We’ve lately focused our dog walks in places like this, with generously wide paths.  In late April we encountered an extremely angry rattlesnake. It was less than a foot away, hiding in a shallow hole filled with dry weeds–a hole we’re familiar with and which we always step over with care. So we’ve been choosing alternative locations, especially keeping to wider, more open paths.

This path winds through a California native garden which is the “backyard” of the nearby ranger station.  While April is the start of rattlesnake season, May is the month for these matilija poppies.

These giants of the poppy world are astonishing in size. Blossoms are as large a small woman’s hand.

Here’s one of my dog walking buddies. As you can see, the matilija is as tall as this small woman. Walking this poppy patch delighted us as if we were children in a maze.
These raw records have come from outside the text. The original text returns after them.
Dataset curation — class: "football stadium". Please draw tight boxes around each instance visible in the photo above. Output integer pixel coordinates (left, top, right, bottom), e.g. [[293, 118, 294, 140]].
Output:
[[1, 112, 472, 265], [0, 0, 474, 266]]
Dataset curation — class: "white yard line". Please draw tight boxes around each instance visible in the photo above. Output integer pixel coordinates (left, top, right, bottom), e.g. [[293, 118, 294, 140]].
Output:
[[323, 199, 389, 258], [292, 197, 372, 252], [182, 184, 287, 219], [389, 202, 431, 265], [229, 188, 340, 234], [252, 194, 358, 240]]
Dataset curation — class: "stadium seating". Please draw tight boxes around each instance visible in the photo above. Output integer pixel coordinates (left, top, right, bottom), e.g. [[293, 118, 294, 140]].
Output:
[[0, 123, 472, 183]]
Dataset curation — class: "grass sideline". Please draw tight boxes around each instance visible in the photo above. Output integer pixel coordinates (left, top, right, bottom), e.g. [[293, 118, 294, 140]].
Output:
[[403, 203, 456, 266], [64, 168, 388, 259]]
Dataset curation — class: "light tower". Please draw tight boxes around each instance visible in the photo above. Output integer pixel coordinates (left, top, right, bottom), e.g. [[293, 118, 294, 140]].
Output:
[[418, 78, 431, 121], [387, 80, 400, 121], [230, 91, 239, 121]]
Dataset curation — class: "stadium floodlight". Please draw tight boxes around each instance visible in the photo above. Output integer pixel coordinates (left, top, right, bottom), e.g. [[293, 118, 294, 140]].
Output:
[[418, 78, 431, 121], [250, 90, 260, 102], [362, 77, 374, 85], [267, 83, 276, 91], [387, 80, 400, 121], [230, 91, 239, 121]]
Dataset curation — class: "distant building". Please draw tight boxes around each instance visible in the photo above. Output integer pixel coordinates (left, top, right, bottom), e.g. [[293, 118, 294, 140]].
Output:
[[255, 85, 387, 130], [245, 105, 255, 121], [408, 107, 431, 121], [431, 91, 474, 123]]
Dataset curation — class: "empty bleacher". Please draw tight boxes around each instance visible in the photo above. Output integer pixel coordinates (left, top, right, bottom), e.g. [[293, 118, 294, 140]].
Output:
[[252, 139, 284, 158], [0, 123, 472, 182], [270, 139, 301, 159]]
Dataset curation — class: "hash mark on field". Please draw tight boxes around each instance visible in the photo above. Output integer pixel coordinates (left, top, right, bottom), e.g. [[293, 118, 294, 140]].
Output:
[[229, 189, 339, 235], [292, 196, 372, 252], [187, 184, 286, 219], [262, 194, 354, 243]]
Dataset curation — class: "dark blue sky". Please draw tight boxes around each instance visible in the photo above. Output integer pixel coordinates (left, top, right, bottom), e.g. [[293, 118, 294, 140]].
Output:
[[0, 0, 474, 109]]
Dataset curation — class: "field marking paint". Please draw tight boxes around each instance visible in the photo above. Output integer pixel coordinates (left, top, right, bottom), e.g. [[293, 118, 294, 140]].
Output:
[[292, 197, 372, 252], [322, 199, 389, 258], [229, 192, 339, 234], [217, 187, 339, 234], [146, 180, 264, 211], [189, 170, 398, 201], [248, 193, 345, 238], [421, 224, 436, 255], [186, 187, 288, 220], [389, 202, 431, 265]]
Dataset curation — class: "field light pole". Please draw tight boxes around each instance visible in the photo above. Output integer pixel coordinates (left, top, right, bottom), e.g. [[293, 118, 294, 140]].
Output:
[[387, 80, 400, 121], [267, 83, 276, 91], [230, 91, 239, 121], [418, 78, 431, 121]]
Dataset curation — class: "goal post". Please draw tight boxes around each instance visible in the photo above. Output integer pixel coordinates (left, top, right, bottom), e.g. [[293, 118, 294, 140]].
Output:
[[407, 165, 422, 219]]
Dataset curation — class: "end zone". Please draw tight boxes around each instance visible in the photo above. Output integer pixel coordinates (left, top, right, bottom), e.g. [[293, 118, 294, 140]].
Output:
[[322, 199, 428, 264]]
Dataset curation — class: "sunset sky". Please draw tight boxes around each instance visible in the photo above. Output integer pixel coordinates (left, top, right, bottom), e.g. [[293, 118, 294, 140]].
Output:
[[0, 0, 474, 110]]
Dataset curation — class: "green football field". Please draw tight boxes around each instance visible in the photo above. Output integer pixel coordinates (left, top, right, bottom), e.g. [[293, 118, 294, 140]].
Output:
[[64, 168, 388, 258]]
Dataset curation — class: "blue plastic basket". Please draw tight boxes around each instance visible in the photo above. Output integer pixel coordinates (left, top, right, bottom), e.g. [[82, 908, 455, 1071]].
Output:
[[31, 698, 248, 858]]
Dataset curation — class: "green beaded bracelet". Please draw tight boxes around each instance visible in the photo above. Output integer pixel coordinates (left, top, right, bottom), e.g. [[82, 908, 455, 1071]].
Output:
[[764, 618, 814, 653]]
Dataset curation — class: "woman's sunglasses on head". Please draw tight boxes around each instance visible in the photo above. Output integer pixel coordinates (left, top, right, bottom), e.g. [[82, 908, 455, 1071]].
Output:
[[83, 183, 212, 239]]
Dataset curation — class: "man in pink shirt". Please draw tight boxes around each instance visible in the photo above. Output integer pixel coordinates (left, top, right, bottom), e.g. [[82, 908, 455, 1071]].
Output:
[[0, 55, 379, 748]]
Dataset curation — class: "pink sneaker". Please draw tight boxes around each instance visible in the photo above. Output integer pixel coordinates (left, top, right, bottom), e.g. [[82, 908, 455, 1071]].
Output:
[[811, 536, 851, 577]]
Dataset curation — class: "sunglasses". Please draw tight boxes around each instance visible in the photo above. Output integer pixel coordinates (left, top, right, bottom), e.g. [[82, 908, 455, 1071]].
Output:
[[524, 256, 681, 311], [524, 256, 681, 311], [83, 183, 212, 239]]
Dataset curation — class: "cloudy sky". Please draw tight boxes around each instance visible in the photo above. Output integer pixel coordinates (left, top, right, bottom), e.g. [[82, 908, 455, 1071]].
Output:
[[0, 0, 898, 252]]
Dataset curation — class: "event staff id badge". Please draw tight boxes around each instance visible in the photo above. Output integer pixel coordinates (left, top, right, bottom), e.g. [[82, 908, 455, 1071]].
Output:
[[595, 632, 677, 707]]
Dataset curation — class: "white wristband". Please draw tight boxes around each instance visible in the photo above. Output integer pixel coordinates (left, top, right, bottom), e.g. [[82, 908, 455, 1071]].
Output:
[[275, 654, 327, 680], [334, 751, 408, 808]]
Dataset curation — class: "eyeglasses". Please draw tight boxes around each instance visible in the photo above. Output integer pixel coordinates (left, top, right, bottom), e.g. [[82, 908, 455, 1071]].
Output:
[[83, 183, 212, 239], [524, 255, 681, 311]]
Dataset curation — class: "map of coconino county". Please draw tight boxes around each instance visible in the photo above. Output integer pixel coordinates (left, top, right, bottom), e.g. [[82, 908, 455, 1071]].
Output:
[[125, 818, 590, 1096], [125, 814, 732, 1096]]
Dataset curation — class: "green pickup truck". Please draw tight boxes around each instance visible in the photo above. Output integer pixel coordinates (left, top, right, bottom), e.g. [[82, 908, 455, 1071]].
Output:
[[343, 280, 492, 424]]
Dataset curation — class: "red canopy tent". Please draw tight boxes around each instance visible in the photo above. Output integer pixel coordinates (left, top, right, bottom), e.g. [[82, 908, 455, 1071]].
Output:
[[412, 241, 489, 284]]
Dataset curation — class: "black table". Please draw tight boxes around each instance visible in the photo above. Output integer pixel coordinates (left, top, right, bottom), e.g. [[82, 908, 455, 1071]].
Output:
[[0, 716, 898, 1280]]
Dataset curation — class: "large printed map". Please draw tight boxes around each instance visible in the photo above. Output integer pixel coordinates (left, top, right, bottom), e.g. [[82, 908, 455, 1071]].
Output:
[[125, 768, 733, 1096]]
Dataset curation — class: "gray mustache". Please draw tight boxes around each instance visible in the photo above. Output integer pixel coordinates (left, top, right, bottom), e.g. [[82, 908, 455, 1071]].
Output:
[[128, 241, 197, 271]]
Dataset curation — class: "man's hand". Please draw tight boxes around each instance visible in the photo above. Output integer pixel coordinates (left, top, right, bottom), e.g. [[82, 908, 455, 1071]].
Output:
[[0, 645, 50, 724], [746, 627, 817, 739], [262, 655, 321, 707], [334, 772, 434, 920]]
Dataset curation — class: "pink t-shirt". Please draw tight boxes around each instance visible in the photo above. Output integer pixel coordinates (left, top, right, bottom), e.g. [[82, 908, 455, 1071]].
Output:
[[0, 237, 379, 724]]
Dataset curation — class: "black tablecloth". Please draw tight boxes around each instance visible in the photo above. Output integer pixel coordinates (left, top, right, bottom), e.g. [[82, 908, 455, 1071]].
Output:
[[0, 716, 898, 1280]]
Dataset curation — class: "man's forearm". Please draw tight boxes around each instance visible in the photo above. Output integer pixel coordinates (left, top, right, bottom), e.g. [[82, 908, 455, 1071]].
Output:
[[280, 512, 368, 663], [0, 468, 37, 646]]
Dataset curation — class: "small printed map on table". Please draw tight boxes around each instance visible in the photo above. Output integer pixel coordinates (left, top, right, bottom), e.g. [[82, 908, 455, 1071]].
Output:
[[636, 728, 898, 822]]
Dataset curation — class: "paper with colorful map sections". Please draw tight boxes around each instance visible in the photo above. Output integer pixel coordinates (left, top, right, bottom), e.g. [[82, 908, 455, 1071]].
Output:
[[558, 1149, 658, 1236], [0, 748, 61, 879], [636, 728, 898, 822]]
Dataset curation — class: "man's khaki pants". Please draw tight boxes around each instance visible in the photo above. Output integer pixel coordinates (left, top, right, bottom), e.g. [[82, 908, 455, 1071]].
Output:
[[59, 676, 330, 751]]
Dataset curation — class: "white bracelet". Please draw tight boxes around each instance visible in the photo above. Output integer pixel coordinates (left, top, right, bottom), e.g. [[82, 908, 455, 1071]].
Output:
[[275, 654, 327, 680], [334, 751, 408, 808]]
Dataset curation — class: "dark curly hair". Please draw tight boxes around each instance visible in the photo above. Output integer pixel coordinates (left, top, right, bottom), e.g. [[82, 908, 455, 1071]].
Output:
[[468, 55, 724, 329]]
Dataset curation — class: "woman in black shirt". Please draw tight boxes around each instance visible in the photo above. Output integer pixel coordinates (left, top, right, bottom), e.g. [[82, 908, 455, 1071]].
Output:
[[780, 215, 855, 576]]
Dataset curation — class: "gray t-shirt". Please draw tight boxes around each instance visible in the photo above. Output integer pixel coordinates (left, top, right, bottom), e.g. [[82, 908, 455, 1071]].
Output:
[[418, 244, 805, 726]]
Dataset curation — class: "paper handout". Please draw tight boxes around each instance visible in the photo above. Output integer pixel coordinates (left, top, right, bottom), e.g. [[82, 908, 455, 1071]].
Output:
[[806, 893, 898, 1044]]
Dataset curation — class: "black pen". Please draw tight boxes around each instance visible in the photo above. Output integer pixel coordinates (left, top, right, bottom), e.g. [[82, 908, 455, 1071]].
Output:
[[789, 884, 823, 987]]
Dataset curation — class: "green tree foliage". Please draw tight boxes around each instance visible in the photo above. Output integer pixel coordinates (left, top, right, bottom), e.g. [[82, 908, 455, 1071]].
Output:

Another sign of the start of the dreaded summer is are fire fighters training for the coming season.

By 9am it’s already unpleasantly hot. I don’t know how these men tolerate it.

Our usual walk in this national forest is a trail through canyon created by high shrubs & low trees, but that particular path is much too overgrown now. Our alternate is this road up the hill to the water storage tower. An excellent choice for an early (but not late) morning walk.

7 thoughts on “Virtues of the Wide Path

    1. It really is quite beautiful, and I very much enjoy going there. Further up the road are additional lovely areas you’d like, with a nice stream called Lytle Creek. In winter there’s quite a bit of water, and the dogs love it. Just at the edge of the campground is the Blue Cut Fire burn area. They stopped the fire just at the edge of the road. I must take you up there when you visit!